1. to skin the animal, with sharp skinning knife cut desired amount- to get the full hide make incisions as if you were drawing a stick figure in the shape of the animal, on the animal. usually, the shape of a christian cross works, but it is helpful to add another diagonal cross from its backlegs, over the groin, to its other leg. it is a bit tough, dont be alarmed. pull the skin and fur off. 

(give this animals body burial rites as soon as you have finished, if you want to thank it.)

2. once you have managed to pull off the skin and fur, poke 4 holes symmetrically in 4 "corners" of hide, stretch the hide between anything that will support/stretch it (trees, poles, whatever) use the more dull knife to scrape off remnants that have clung to tissue. once it is cleaned, have a boiling pot of water ready. throw in a good amount of ashes ..lots! (several handfuls) and boil the hide until the fur has fallen off. 
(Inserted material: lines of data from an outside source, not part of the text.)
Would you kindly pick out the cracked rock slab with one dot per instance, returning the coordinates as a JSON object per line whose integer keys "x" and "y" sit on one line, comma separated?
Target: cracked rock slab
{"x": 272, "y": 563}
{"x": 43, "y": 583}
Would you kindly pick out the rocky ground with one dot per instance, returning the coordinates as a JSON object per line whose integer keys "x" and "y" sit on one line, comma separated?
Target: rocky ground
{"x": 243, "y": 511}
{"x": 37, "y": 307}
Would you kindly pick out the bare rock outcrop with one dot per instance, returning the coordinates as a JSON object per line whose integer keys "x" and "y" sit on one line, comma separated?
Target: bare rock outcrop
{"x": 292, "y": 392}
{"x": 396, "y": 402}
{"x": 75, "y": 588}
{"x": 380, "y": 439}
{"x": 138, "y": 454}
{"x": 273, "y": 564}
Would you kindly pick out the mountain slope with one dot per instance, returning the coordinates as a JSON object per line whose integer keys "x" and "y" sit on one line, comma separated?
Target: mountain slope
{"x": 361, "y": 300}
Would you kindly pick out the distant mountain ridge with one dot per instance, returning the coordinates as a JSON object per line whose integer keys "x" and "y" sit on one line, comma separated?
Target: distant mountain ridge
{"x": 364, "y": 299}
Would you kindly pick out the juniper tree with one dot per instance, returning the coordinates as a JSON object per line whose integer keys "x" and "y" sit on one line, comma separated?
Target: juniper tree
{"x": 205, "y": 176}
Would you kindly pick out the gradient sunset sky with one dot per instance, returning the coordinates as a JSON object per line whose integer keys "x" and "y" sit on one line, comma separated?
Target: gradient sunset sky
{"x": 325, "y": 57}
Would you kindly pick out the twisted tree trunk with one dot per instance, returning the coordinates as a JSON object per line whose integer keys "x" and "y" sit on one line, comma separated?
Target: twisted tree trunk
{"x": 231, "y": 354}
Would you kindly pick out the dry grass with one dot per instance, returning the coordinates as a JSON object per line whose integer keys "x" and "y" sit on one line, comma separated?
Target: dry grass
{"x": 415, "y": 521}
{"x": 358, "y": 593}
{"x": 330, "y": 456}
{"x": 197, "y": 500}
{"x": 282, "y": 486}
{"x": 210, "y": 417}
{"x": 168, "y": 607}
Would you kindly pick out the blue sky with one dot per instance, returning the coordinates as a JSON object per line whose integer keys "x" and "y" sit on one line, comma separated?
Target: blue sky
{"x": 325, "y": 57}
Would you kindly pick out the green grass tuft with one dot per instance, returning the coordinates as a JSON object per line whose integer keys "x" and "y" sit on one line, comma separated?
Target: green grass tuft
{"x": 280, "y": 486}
3. remove hide from water, wash it again with borax (natural cleaning agent available pretty much anywhere. you dont have to do this, but it makes the hide more stretchy if you want to make moccasins or something)

4. stretch hide out again to dry. pull and tug at it, work it with your hands to help soften it. now you have hard earned, guilt free leather that you can use for just about anything, and you paying some respect to the animal that needlessly died. 



you can also remove claws and teeth, you can make jewelry or buttons and stuff with them.



i hope this post doesn't offend anybody, and if anyone tries it out let me know how it went for you. again, it is too late to use this technique on a rotten corpse.

hope it helps, leather can be useful.

also if you have better skinning technology please share, because this is pretty bare bones primitive, but it works
..


----------



## Pickles

Interesting. I thought this process would be much more complicated. I'm inspired, I'm definitely gonna start keeping an eye out for roadkill to try this out. Thanks for the detailed post!


----------



## Gudj

Usefull information.



Pickles said:


> Interesting. I thought this process would be much more complicated. I'm inspired, I'm definitely gonna start keeping an eye out for roadkill to try this out. Thanks for the detailed post!



Actually Pickles, it can be even easier than this.

My very basic way is to 
A) Skin the animal "sock style", with the fur being cut around each paw, then one big cut from the inside of the right rear paw to the inside of the left rear paw (also cut around the anus) and then just pull the skin of like a sock. 

B) Take all remaining flesh and fat off of the skin by scraping (VERY IMPORTANT)

B) Cut the back of the skull and remove all brain matter

C) Warm up some water and mix it with brains to make a light goop.

D) stretch the skin good, and rub the goop into the inside of it really good. Let it dry, and repeat until the brain soup is gone.

E) Keep it stretched while it's drying and play with it and stuff, then smoke it over some rotting wood, and you got yrself a skin.


...I guess that isn't really simpler than Crampicides way. There are a hundred different ways to do this, and alot of different tanning agents (brains, bark, acorns, lye, shit you buy, ect.). 
So try it all and see what works best for you. This is a good thing to learn I think, and although I haven't eaten meat in close to 10 years, I think it's good to get over all the "icky" animal stuff on my terms before I am faced with it in a survival situation.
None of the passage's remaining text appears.